FORLI' - Per la "Sapro" la giornata di venerdì 24 settembre, sarà cruciale, in quanto è prevista l'udienza in Appello in merito al piano di ristrutturazione, ritenuto dal Tribunale di Forlì, nei mesi scorsi, poco credibile. si attendono segnali dalle Banche coinvolte per capire se avranno intenzione di essere al fianco di Sapro, al fine di evitarne il fallimento.

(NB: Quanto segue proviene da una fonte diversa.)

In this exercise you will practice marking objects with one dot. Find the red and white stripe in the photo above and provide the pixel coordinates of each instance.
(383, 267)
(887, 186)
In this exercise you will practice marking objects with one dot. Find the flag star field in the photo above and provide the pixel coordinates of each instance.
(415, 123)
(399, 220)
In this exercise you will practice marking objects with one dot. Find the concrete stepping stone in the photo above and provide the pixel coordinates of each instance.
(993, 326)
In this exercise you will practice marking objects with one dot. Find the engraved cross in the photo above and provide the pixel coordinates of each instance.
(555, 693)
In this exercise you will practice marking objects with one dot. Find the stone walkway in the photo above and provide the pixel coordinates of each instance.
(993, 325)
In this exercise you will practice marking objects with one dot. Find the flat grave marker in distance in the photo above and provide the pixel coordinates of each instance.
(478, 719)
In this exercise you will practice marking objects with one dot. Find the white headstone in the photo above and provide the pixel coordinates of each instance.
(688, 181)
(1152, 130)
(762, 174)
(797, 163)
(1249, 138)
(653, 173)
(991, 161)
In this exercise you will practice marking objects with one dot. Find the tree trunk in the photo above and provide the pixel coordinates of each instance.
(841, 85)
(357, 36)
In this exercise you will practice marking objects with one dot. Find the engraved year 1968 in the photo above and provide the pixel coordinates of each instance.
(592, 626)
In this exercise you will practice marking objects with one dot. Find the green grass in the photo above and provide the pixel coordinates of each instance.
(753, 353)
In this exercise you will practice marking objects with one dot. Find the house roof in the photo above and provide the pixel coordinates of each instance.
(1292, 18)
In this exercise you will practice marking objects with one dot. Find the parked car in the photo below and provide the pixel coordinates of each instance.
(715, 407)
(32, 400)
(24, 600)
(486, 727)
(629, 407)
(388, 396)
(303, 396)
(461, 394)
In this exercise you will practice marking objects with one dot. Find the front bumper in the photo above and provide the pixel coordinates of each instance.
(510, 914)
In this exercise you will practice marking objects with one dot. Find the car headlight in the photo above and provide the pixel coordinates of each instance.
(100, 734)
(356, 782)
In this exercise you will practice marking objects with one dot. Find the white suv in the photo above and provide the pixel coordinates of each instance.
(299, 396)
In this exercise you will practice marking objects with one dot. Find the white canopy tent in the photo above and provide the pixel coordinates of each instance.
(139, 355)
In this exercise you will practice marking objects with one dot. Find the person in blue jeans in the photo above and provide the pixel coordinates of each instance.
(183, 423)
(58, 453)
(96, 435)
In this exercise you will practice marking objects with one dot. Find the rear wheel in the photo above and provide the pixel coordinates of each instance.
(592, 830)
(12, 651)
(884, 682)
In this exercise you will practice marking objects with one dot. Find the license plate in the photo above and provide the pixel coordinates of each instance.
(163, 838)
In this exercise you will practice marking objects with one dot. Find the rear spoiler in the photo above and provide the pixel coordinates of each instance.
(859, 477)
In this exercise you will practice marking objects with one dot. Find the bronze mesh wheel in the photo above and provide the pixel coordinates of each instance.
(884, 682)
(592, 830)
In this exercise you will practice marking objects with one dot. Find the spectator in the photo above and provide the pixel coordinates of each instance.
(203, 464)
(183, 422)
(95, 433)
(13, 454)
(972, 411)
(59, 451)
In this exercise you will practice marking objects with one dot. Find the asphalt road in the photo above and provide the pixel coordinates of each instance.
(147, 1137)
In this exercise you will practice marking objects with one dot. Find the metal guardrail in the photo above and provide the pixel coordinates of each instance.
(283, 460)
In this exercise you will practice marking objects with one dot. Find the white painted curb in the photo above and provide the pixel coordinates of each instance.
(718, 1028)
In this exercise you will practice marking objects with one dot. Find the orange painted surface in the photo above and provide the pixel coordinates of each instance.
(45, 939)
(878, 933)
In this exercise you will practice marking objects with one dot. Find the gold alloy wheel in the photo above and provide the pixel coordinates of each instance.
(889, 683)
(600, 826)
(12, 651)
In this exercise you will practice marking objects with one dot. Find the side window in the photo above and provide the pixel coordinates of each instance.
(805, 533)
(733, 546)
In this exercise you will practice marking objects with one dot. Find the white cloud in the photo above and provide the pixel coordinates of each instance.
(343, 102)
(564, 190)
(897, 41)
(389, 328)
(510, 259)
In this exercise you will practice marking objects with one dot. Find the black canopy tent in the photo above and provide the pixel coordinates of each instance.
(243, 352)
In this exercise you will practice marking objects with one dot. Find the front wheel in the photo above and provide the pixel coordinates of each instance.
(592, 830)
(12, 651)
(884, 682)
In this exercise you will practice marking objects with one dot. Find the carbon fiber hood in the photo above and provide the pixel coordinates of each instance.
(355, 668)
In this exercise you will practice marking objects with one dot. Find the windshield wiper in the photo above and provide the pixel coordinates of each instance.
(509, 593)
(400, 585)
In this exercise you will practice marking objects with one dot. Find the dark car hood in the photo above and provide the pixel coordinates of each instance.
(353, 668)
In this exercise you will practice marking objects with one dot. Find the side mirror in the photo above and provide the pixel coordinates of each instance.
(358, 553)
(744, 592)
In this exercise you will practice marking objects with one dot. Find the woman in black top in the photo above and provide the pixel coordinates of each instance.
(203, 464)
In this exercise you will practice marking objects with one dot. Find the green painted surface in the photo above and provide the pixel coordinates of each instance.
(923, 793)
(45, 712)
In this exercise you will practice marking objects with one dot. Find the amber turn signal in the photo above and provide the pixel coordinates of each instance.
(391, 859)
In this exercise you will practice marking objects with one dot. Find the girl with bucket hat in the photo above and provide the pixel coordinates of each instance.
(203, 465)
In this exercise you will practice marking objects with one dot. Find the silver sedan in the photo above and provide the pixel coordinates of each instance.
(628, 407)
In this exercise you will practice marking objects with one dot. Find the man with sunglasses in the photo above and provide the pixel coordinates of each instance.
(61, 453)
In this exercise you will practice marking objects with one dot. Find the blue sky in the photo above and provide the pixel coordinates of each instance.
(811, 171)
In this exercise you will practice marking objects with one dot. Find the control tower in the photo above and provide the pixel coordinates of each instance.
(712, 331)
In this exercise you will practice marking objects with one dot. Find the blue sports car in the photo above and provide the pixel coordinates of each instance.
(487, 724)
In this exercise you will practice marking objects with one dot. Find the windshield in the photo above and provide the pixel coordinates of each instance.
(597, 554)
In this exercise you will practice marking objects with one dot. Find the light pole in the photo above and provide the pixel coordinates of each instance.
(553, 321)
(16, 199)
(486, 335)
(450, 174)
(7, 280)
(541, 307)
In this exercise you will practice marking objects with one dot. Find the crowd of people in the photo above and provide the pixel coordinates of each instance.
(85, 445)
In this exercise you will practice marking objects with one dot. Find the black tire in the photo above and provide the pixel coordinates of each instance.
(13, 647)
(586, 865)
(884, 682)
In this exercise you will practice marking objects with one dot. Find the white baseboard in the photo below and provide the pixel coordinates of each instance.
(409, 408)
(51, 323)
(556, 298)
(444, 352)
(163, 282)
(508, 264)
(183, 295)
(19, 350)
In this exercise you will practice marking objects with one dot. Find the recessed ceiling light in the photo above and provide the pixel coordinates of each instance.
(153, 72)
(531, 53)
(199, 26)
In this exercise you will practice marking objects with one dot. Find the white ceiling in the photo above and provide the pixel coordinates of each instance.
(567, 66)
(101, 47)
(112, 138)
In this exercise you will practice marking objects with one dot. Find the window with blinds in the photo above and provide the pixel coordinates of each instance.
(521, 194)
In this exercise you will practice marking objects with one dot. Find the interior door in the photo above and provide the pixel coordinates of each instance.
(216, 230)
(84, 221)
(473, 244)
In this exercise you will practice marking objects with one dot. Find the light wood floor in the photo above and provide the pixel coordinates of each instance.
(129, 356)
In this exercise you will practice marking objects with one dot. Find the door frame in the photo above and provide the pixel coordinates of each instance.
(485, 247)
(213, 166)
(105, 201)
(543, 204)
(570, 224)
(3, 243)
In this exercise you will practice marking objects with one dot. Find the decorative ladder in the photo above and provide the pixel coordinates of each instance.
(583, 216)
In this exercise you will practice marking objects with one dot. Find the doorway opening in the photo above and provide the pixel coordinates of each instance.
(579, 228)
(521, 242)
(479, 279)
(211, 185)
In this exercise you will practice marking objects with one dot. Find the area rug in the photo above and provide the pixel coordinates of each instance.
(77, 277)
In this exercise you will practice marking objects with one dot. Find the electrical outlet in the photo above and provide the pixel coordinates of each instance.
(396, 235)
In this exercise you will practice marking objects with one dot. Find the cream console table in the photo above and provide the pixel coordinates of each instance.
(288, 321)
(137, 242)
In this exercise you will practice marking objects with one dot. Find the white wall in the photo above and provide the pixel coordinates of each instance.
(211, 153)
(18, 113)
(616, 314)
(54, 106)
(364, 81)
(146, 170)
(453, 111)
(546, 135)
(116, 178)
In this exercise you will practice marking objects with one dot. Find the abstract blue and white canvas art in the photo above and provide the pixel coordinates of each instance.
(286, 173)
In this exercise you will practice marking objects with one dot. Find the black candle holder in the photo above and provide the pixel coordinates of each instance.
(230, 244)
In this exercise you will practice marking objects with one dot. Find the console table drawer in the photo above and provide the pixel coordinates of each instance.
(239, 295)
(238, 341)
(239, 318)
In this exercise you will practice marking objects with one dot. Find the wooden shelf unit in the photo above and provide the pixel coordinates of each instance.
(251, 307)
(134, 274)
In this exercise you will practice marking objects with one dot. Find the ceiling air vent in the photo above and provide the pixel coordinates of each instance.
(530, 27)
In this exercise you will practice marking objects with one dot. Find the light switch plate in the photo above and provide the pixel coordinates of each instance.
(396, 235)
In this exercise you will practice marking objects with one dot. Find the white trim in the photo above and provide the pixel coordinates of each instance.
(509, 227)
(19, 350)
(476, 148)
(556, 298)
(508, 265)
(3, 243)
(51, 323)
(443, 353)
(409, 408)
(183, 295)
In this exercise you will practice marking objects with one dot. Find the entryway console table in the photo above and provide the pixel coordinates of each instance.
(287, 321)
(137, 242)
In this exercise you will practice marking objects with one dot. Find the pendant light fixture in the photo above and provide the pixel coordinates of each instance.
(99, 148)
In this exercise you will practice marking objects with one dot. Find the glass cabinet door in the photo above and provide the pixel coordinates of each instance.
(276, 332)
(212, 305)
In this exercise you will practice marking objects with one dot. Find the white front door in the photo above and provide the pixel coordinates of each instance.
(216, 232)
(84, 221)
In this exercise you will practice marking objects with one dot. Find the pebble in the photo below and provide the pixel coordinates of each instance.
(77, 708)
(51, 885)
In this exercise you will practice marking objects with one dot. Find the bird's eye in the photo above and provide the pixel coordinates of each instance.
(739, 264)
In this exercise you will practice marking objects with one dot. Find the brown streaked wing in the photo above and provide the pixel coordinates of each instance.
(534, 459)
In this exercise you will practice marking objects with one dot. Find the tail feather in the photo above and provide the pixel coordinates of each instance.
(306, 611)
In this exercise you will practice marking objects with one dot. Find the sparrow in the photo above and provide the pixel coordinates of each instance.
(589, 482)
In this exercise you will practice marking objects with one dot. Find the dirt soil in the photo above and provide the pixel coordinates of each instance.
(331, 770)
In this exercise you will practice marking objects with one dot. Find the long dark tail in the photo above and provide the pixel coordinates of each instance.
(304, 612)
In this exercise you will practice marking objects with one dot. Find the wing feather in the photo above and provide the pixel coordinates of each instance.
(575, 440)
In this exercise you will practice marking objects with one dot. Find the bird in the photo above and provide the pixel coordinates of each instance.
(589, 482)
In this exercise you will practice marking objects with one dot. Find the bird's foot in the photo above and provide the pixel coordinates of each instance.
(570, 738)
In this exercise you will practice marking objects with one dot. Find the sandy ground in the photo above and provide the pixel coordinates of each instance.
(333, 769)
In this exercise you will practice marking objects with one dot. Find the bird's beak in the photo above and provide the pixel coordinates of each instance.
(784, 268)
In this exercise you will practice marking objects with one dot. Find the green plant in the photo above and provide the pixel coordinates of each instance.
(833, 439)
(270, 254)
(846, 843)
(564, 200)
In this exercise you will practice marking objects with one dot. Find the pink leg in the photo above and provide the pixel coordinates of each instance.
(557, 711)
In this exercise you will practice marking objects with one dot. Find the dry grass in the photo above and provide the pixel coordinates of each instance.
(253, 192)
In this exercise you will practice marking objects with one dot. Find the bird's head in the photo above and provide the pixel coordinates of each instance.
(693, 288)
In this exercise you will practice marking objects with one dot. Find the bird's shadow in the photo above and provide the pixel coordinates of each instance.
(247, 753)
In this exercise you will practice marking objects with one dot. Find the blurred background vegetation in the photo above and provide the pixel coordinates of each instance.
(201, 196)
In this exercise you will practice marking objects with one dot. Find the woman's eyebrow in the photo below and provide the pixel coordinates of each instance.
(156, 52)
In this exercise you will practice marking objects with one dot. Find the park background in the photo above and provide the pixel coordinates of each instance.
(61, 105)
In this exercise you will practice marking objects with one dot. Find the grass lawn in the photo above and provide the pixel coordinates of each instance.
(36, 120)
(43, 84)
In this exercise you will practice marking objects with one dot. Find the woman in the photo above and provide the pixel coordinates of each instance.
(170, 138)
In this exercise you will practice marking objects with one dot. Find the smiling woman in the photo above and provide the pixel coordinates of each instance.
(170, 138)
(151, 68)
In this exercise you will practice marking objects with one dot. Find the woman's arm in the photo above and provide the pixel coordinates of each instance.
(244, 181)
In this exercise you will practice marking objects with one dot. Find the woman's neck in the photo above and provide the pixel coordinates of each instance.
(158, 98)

Ipotesi che Andrea Pasini, segretario provinciale Udc, cerca di respingere con forza.

 

"E' una storia delicatissima - afferma il segretario provinciale UDC Andrea Pasini - e non condivido per nulla la posizione di coloro che anche indirettamente si stanno muovendo per farla fallire: bisogna invece salvarla, perché rappresenta una risorsa preziosa per lo sviluppo del nostro territorio. Intendiamoci, non voglio legittimare gli errori fatti, né difendere chi ha portato la società nelle tragiche condizioni attuali: la sostanza è che il fallimento di Sapro porterebbe conseguenza assai più gravi. Esiste il rischio, infatti, che si ingeneri una sorta di "bolla speculativa", causata dalla vendita al ribasso del patrimonio immobiliare di Sapro, (stimato intorno ai 100 milioni di euro) che risulterebbe alquanto nefasta per l'intero mercato immobiliare".

 

"E' evidente - ribadisce Pasini - che mi aspetto dai tre tecnici che oggi guidano la società risposte esaurienti su quanto non ha funzionato nel passato, una gestione basata sull'assoluta trasparenza ed una fedeltà alla mission iniziale, secondo cui Sapro doveva agevolare lo sviluppo degli insediamenti artigiani ed industriali".

 

Ci sono poi le banche, che, da informazioni di corridoio, non sembrano molto propense a tendere una mano alla società: "su questo punto - sostiene Pasini - vorrei ricordare alle banche coinvolte in questo pasticcio che, con ogni probabilità, proveranno meno dolore nel caso in cui si elabori un piano di salvataggio condiviso, piuttosto che si lasci la società al suo destino".

 

"Non siamo di fronte - precisa Pasini - ad una società sulla quale gli Enti soci periodicamente devono mettere le mani in tasca per chiudere buchi: i Comuni soci non hanno mai tirato fuori un euro per Sapro, (che, lo ricordo, è nata come consorzio e solo successivamente trasformata in società partecipata) nè si sono mai preoccupati di verificare la gestione in termini di efficienza. Insomma c'è stato un lassismo generale, scosso solamente quando la mannaia della Magistratura si è messa in moto e quando la tattica del "cerotto" non funzionava più. Ai Comuni, quindi, come alle Banche, chiedo un atteggiamento responsabile perché si possa concertare un piano serio di salvataggio, per non generare conseguenze assai più gravi".